Un sommet de l'histoire du cinéma enfin reconstitué dans sa version initiale. La première partie comporte plusieurs séquences sublimes, de l'enfance prémonitoire de Bonaparte au siège de Toulon. Des innovations techniques, comme le split screen, sont admirablement mises en valeur. Autour de l'excellent Albert Dieudonné est composé un casting de qualité avec notamment Annabella (Violine Fleuri) et Antonin Artaud (Marat).

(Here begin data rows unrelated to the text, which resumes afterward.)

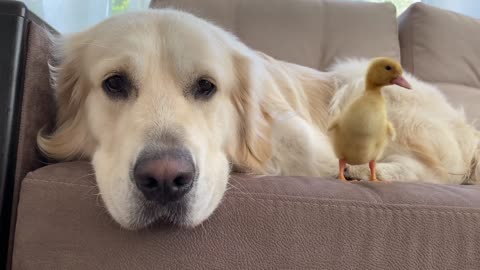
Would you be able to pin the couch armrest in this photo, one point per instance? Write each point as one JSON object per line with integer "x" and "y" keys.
{"x": 26, "y": 102}
{"x": 263, "y": 223}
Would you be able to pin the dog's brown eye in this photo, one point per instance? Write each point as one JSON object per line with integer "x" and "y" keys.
{"x": 205, "y": 89}
{"x": 117, "y": 86}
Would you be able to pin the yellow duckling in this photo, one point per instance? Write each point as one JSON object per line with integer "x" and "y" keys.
{"x": 361, "y": 132}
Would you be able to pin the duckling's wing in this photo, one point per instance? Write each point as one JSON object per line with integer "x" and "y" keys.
{"x": 391, "y": 131}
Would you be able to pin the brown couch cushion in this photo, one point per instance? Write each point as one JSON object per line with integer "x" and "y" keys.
{"x": 263, "y": 223}
{"x": 440, "y": 46}
{"x": 313, "y": 33}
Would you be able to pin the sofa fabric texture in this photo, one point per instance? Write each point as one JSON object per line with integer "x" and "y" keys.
{"x": 266, "y": 222}
{"x": 443, "y": 47}
{"x": 263, "y": 223}
{"x": 312, "y": 33}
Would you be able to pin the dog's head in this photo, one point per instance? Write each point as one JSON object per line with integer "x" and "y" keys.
{"x": 162, "y": 103}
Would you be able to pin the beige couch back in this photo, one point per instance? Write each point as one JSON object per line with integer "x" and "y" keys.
{"x": 443, "y": 48}
{"x": 312, "y": 33}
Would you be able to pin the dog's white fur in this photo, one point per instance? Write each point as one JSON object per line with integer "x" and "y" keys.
{"x": 268, "y": 116}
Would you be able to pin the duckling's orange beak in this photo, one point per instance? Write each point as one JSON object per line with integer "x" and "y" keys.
{"x": 400, "y": 81}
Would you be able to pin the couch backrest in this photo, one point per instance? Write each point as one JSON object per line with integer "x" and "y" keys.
{"x": 440, "y": 45}
{"x": 313, "y": 33}
{"x": 443, "y": 48}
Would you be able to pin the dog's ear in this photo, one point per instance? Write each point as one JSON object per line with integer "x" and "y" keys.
{"x": 254, "y": 147}
{"x": 70, "y": 139}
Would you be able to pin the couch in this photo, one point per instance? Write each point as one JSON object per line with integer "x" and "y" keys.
{"x": 57, "y": 220}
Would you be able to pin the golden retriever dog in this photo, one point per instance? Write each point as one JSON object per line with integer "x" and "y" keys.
{"x": 165, "y": 104}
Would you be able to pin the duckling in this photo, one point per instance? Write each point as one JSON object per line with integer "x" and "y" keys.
{"x": 361, "y": 132}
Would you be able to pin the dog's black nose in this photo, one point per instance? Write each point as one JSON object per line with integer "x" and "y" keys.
{"x": 164, "y": 176}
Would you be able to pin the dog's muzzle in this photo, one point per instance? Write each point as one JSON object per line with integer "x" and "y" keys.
{"x": 164, "y": 176}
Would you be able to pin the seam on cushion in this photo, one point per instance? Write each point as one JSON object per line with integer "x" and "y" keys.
{"x": 234, "y": 195}
{"x": 373, "y": 204}
{"x": 33, "y": 180}
{"x": 367, "y": 206}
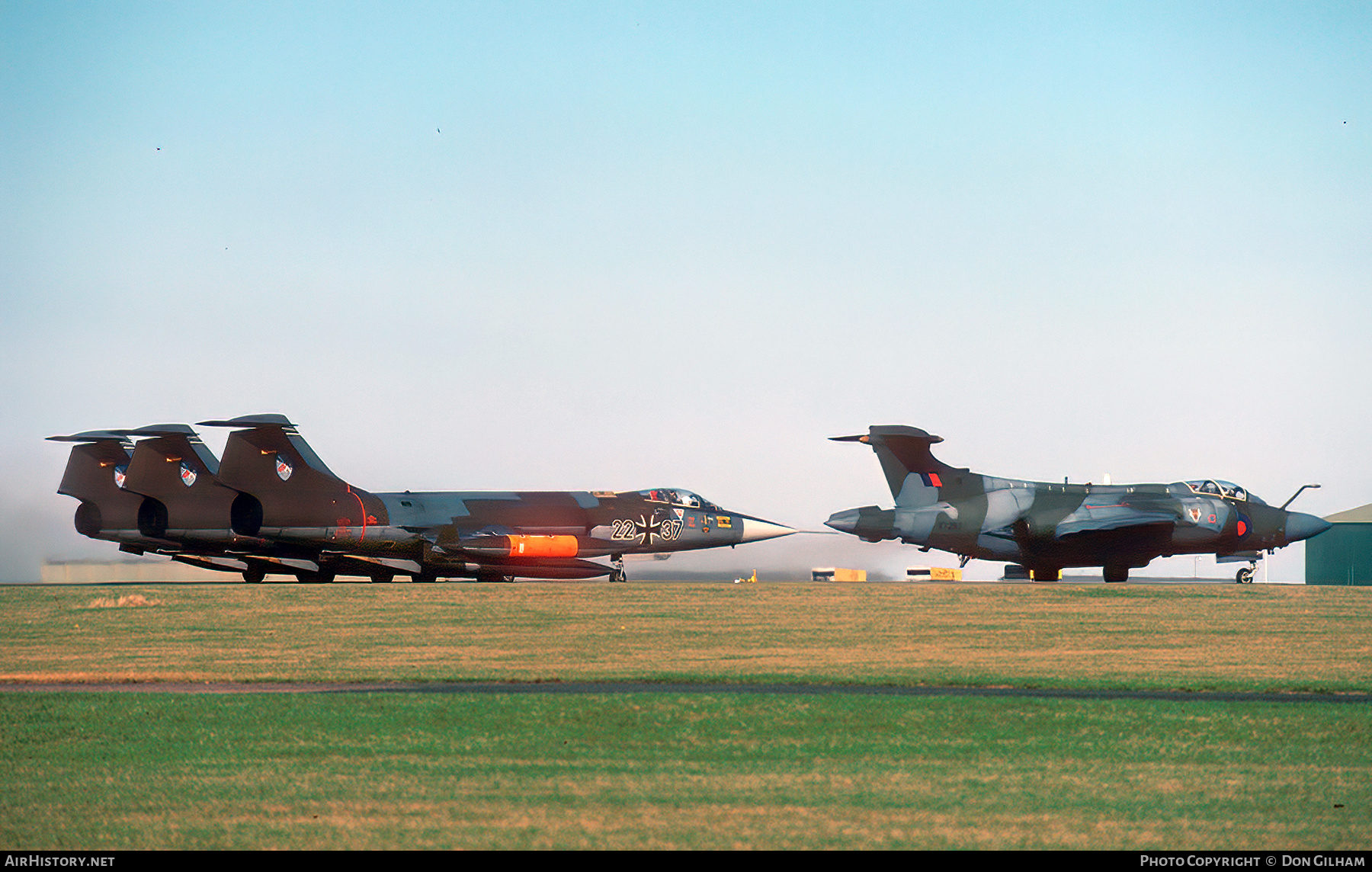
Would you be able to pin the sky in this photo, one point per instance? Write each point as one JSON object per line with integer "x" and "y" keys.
{"x": 615, "y": 245}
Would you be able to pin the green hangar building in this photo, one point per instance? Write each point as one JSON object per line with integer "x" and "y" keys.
{"x": 1344, "y": 553}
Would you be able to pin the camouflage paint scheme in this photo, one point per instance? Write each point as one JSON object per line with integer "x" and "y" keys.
{"x": 274, "y": 508}
{"x": 1049, "y": 527}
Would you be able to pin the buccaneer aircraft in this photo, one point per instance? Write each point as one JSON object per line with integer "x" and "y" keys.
{"x": 274, "y": 508}
{"x": 1049, "y": 527}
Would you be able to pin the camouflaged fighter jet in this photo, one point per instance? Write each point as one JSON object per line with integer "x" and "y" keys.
{"x": 274, "y": 508}
{"x": 1047, "y": 527}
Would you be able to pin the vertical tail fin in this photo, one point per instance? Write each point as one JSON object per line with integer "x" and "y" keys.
{"x": 912, "y": 472}
{"x": 268, "y": 460}
{"x": 95, "y": 475}
{"x": 178, "y": 475}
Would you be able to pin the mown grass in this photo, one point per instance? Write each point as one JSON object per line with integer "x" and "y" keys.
{"x": 370, "y": 771}
{"x": 1079, "y": 636}
{"x": 130, "y": 771}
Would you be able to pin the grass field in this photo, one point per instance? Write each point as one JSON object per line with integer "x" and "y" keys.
{"x": 106, "y": 771}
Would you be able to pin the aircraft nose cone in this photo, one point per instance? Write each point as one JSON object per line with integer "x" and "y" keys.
{"x": 1303, "y": 525}
{"x": 756, "y": 530}
{"x": 844, "y": 521}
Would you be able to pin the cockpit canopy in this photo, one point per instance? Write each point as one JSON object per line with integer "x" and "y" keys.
{"x": 677, "y": 497}
{"x": 1212, "y": 487}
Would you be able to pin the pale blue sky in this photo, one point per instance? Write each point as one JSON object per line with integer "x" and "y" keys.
{"x": 627, "y": 245}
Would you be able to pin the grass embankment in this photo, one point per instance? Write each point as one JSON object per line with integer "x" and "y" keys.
{"x": 1077, "y": 636}
{"x": 132, "y": 771}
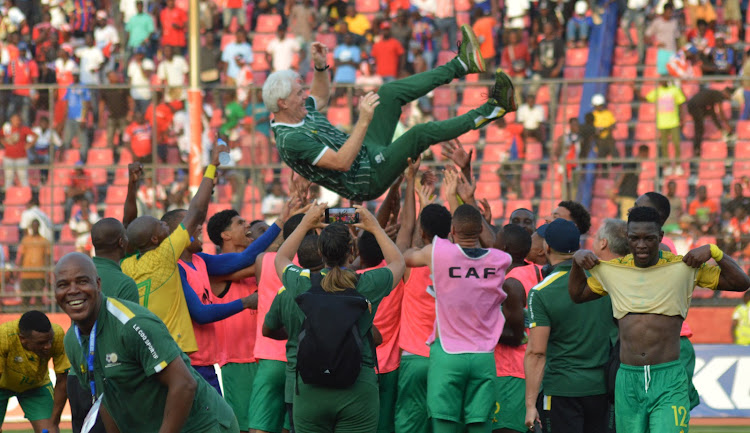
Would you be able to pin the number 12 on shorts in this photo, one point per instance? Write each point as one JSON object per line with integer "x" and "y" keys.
{"x": 680, "y": 414}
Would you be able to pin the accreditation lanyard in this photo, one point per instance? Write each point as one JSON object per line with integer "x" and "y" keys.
{"x": 90, "y": 359}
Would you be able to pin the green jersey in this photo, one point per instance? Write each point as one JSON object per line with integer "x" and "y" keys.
{"x": 132, "y": 346}
{"x": 580, "y": 337}
{"x": 115, "y": 284}
{"x": 302, "y": 145}
{"x": 284, "y": 311}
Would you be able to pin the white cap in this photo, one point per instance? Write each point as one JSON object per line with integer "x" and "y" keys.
{"x": 581, "y": 7}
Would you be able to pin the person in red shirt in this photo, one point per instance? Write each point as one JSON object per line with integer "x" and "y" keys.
{"x": 16, "y": 139}
{"x": 388, "y": 54}
{"x": 138, "y": 136}
{"x": 173, "y": 21}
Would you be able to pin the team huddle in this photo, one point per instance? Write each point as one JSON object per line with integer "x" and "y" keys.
{"x": 405, "y": 321}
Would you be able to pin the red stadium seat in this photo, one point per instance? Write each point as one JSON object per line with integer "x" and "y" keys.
{"x": 15, "y": 195}
{"x": 12, "y": 214}
{"x": 268, "y": 23}
{"x": 9, "y": 234}
{"x": 367, "y": 6}
{"x": 576, "y": 56}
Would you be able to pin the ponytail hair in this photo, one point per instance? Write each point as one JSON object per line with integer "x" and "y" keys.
{"x": 335, "y": 243}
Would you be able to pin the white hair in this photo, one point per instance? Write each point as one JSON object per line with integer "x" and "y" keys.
{"x": 278, "y": 86}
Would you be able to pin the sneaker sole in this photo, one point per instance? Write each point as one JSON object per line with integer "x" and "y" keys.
{"x": 473, "y": 51}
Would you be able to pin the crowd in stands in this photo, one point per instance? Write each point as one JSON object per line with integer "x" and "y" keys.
{"x": 137, "y": 51}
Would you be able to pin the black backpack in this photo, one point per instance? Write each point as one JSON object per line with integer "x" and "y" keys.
{"x": 329, "y": 352}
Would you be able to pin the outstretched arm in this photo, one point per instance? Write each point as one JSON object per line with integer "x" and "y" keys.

Un évènement.
L'histoire de Napoléon Bonaparte, de son enfance à l'école militaire de Brienne jusqu’à sa première campagne d’Italie.
L'Empereur Bonapart est l'un des personnages historiques les plus représentés sur les écrans, avec plus de 700 apparitions (selon l’historien et critique de cinéma Antoine de Baecque), quoi de plus normal qu’il ait eu droit à un biopic si tôt après la création du cinématographe par les frères Lumière.
Après un travail titanesque de 16 ans (et au budget colossal de 4M d’€) mené par Georges Mourier dès 2007 pour reconstruire et restaurer ce film mythique mais disparu ou plutôt charcuté en de multiples versions qui ne ressemblaient en rien à l’oeuvre d’origine (il a fallu récupérer des éléments conservés dans des archives éparpillés aux quatre coins du globe), le grand public à enfin la possibilité de découvrir l’oeuvre tel que l’avait imaginé son réalisateur près d’un siècle plus tôt (et que les spectateurs n’avait pas revu depuis sa première présentation en mai 1927) tout en respectant scrupuleusement le matériau d’origine, à savoir, sa colorimétrie, son cadre de projection et les teintes d’origines.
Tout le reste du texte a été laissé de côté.